My exercise for today was twofold: to test stretching the limits of my D450, and to get closeups of the red plant I took area shots of Friday, partly so I could try to identify it (anyone help?), partly just for the exercise & entertainment. These are so small -- about 5/8" high -- that I couldn't have gotten these shots without adding a closeup lens to the camera, and I didn't have it with me. Besides, I was testing my new folding stool Friday, not exploring what I can see lying on my tummy.
To mount filters or closeup lenses on the D450, one must clip an adapter onto the front of the camera, and screw the accessory into the adapter. With the adapter in place, one must rely entirely on the LCD, which of course if totally washed out by the sun. By shading with hat or hand, almost enough can be seen to guess that the camera is pointed the right direction. I took seven shots and was pleasantly surprised that parts of two images were actually usable. I missed the tiny white flower that was in amongst in a couple of shots -- can't even tell which shots it was supposed to be in.

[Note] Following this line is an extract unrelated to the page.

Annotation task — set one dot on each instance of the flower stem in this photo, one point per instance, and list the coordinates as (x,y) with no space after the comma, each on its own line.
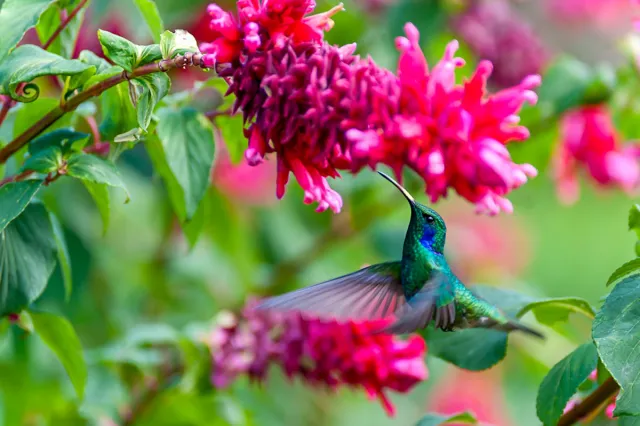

Not quite the process of "photography" as I understand it, but I brought back pictures that are fun, attractive, and possibly useful, at least after cropping, so it counts as something.

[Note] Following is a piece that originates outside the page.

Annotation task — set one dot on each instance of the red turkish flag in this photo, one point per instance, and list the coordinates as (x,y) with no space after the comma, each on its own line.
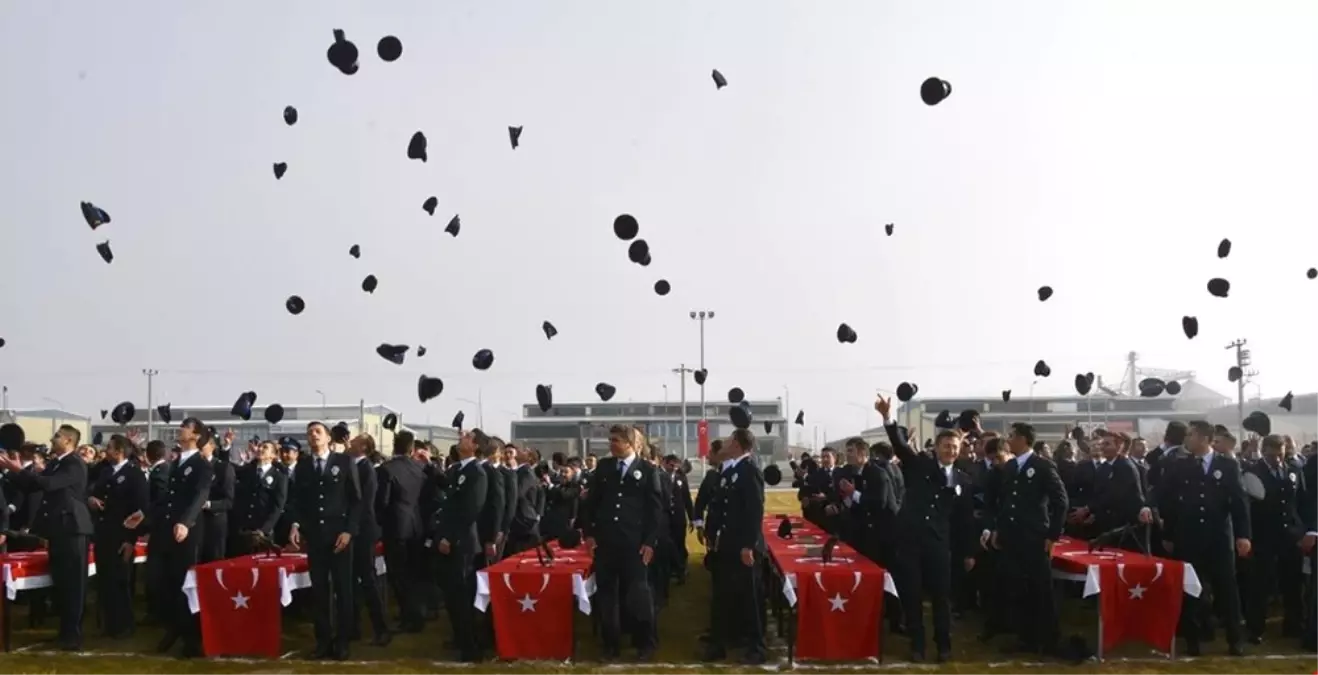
(1140,600)
(240,611)
(838,615)
(533,613)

Before I took the closeups, I wanted to try out my 2x telephoto adapter on the turtles. It screws into the same adapter as the closeup lens, so involves the same kind of juggling of parts & pieces and camera. Except for snapping on the adapter, it is much like changing lenses on a interchangeable lens SLR. No profit for the SLR, since there one has the lens (or body cap) that one is removing, as well as the new lens and its front & rear caps -which go in the pocket in this case, but onto whatever you take off in the case of the SLR. Whuff.
The turtles were fun. The process wasn't quite as bad as the closeups, since it was easier to shade the LCD and focus wasn't as critical. Again, this is an enhancement to what I managed to get on Friday. Better detail, but the chromatic aberration is rather severe.
So if the objective is picture, I pretty much got the pictures I went for & missed the additional opportunities I would have liked to have gotten. Image quality is pretty much right on the edge of what I can accept, with some of the chromatic aberration rather bothersome.
If the objective is process, then this doesn't work. I'm not sure I could do it spontaneously at all (I didn't have any more success when I got the stuff, and then I had less understanding of the head problems) and I doubt I could do it often on a planned basis.
The head stuff was mixed. The greatest benefit probably came from getting me down to look at the plants closely, with a secondary benefit from coming home with pictures I am glad to have. But there was a penalty involved in the process, sufficient to cut my beach time short and have me leaving in a mildly unstable condition.
I may have done better shooting lichen in the back yard yesterday -- I think there are at least five different kinds.
Good learning experiences overall, and I will continue the experimentation. I will also continue looking at cameras. Along with the Olympus SP-570UZ, I have looked at several cameras of similar or lower cost. To get a better idea of what might be missing by sticking to that price point, I have also looked at some more expensive cameras, including the Fuji S100fs (which almost displaced the 570 as my leading choice) and Nikon D300.